Wow, I'll have to look at chibicc in detail. Sounds great!

gonzus · on Dec 28, 2020

There is a typo in this fragment: "the following common fact about C which that's often overlooked". Just trying to help.

jart · on Dec 28, 2020

Fixed. Thanks!

racytas · on Dec 28, 2020

Is there any danger for this allowing cross platform viruses?

rhdxmr · on Dec 28, 2020

Wow. I am so surprised that this could happen

danellis · on Dec 28, 2020

"Run anywhere" appears several times in the page, but it seems to be a wild exaggeration, especially given the comparison to Java.

nineteen999 · on Dec 28, 2020

Considering that for Java it really means "run anywhere you have a JVM/JRE already installed", the marketing slogan is an exaggeration in both cases.

roelschroeven · on Dec 28, 2020

Indeed: as far as I understand it, Cosmopolitan works across different OS's (or even without OS), but not across different CPU architectures. Comparing that to Java is a gross exaggeration indeed.

anon321321323 · on Dec 28, 2020

What if you include an emulator in the executable? eg x86-64 on ARM. Then you could slowly run the x86 code on the pi for various values of "slow".

jibanes · on Dec 28, 2020

can you bundle shared objects in the (blob) executable?

chaganated · on Dec 28, 2020

For the insight, I tip my hat. For the timeline where people actually use this, I put it back on.
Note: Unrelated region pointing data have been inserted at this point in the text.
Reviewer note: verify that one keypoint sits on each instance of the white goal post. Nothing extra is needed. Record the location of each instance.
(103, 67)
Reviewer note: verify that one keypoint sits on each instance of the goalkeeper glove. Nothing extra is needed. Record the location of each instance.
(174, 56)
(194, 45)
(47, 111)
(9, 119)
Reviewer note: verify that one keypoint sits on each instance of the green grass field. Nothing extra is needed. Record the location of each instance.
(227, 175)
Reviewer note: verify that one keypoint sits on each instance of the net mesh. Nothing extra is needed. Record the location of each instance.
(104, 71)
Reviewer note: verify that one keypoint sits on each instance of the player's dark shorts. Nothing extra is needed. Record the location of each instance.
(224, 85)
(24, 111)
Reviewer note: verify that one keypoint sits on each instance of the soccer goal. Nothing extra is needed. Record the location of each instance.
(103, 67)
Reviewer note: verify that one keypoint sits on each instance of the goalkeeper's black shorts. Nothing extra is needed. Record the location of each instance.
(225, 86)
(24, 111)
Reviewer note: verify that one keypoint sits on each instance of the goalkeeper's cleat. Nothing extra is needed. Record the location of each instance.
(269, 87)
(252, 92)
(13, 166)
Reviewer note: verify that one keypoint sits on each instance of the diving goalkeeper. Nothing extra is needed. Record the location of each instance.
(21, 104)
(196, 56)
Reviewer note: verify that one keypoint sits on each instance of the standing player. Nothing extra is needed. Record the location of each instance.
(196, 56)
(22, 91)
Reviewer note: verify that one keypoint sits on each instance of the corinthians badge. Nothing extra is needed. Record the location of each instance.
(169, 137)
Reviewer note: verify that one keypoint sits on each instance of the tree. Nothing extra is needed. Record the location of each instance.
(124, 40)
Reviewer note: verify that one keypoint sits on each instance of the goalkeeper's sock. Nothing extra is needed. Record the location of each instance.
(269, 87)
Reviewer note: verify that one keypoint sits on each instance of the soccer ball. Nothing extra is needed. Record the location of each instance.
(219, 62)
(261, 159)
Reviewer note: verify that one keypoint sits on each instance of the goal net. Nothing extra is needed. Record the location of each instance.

Bob Barton is surely turning in his grave.

rodneyzeng · on Dec 28, 2020

wow, most likely, this means there would be a virus infective to all operating systems...

viraptor · on Dec 28, 2020

It's not really necessary for that case. At the level of taking over control, you're attacking a specific system, so you need to know what it is and can provide specific payload. For the later phases, the dropper knows where it's running so it can request a specific version of the virus as well.

So there's nothing stopping multi-os viruses right now.

teleforce · on Dec 29, 2020

Not sure why you're being down voted, perhaps for telling the obvious?

I can foresee Morris Worm v2 coming up sooner rather than later but this time it won't just targeting UNIX systems. It is the obvious killer application for WORA library that use C, whether we like it or not.

On the bright side, for a start this probably can solve the many redundant VC++ compiler versions installation in a single computer just before we get to the 2030 VC++ compiler versions :-)

Anyway kudos to the library's author, when the late Dennis Ritchie invented C for portable OS, he had probably never envision how far it can be made portable.